The Securities and Exchange Board of India (SEBI) has granted certain significant relaxations with respect to new capital raises / preferential allotments by stressed public listed companies. These are effective 22 June 2020, through appropriate amendments to the Securities and Exchange Board of India (Substantial Acquisition of Shares and Takeovers) Regulations, 2011 (Takeover Regulations) and the Securities and Exchange Board of India (Issue of Capital and Disclosure Requirements) Regulations, 2018 (ICDR Regulations).

Key Relaxations

  • Relaxation of floor price: The issue price for fresh capital is now based on a lookback of two weeks (instead of higher of two weeks and twenty six weeks) volume weighted average pricing preceding the relevant date i.e. typically the date of board approval.
  • MTO Exemption: If the capital raise results in a change in control / an acquisition greater than 25% stake in favour of the new investor, there is now a blanket exemption from a mandatory tender offer.
  • Stressed Company: To qualify as a stressed company, issuer must meet at least 2 out of the following 3 conditions:
    • credit rating downgraded to “D”.
    • disclosure of all payment defaults to financial creditors, and where such default has occurred, must have continued for at least 90 days.
    • an intercreditor agreement has been signed in accordance with the 7 June 2019 RBI Restructuring Circular.
  • Public Shareholder Vote: Majority of public shareholders (present and voting standard) have voted in favour of the capital raise.
  • Use of Proceeds: Proceeds can neither be used to repay affiliates / promoter nor can the preferential allotment be made in favour of promoters.
  • Lock-in of new securities: 36 months lock-in from date of trading approval.
  • Key Considerations

    The relaxations granted by SEBI are well crafted to encourage fund infusion into stressed listed companies – a few observations worth considering are below:

    Preference Pricing: The 26 week average is invariably higher than the price determined in the 2 weeks preceding the relevant date (given the current state of the listed co); so this rule change could significantly reduce the regulatory floor price for new money investors.

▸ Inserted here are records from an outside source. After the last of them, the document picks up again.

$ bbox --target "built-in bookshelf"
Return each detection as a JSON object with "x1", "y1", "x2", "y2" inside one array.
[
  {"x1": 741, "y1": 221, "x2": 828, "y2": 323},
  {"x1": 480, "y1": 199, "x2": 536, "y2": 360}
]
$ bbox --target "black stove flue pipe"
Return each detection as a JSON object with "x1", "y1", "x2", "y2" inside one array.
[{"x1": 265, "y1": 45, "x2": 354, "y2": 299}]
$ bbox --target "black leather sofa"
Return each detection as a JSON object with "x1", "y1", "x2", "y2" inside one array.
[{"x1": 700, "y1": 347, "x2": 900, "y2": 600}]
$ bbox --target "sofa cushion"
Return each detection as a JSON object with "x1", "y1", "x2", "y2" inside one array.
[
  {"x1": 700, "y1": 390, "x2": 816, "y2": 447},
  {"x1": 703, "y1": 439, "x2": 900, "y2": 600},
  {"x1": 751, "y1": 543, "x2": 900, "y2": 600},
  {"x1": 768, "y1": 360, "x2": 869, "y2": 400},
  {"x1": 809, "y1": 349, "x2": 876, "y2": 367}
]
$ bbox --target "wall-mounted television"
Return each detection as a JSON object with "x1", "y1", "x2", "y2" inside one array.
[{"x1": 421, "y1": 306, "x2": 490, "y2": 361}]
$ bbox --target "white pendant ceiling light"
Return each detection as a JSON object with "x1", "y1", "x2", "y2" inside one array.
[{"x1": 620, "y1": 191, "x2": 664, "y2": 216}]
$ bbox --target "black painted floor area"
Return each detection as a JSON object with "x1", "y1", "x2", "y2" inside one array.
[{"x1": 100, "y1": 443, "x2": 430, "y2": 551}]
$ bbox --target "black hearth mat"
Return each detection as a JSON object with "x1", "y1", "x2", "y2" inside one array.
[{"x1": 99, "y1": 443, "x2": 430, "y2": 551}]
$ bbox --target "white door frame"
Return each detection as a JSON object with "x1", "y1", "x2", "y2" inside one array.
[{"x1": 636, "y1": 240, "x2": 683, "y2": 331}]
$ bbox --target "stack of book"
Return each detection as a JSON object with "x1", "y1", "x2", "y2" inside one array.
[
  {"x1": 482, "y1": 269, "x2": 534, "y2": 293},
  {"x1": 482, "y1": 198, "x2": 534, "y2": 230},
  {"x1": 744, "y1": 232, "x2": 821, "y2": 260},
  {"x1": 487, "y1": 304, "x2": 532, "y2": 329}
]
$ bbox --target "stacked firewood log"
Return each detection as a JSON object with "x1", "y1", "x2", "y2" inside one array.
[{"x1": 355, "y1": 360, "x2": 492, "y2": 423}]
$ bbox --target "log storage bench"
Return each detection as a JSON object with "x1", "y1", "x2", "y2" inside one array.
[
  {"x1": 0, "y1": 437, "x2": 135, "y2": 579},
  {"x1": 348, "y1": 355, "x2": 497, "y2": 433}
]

    MTO Exemption: Given the deteriorating condition of the stressed listed target, no outlay is now required for a secondary purchase by the new money investor – this also awards greater certainty on final fund flow and equity holding in the target.

    Shareholder Approval: Since the proposal will be to aid a stressed target, there is high likelihood of such approvals coming through.

    Lock-in: The 36 month lock-in appears to be in lieu of the relaxations granted, this is currently 12 months.

    Convertible securities: The amendments are ambiguous as to whether the relaxations are only for issuance of new equity shares, or if they are also applicable to issuance of convertible securities (e.g. convertible bonds / preference shares).

    Conclusion:

    The relaxation granted by SEBI is expected to play a significant role in stabilizing funding requirements of stressed listed companies, and at the same time grant investors and strategic partners an opportunity to invest in stressed companies at muted valuations – all this without the additional obligation of triggering a mandatory tender offer.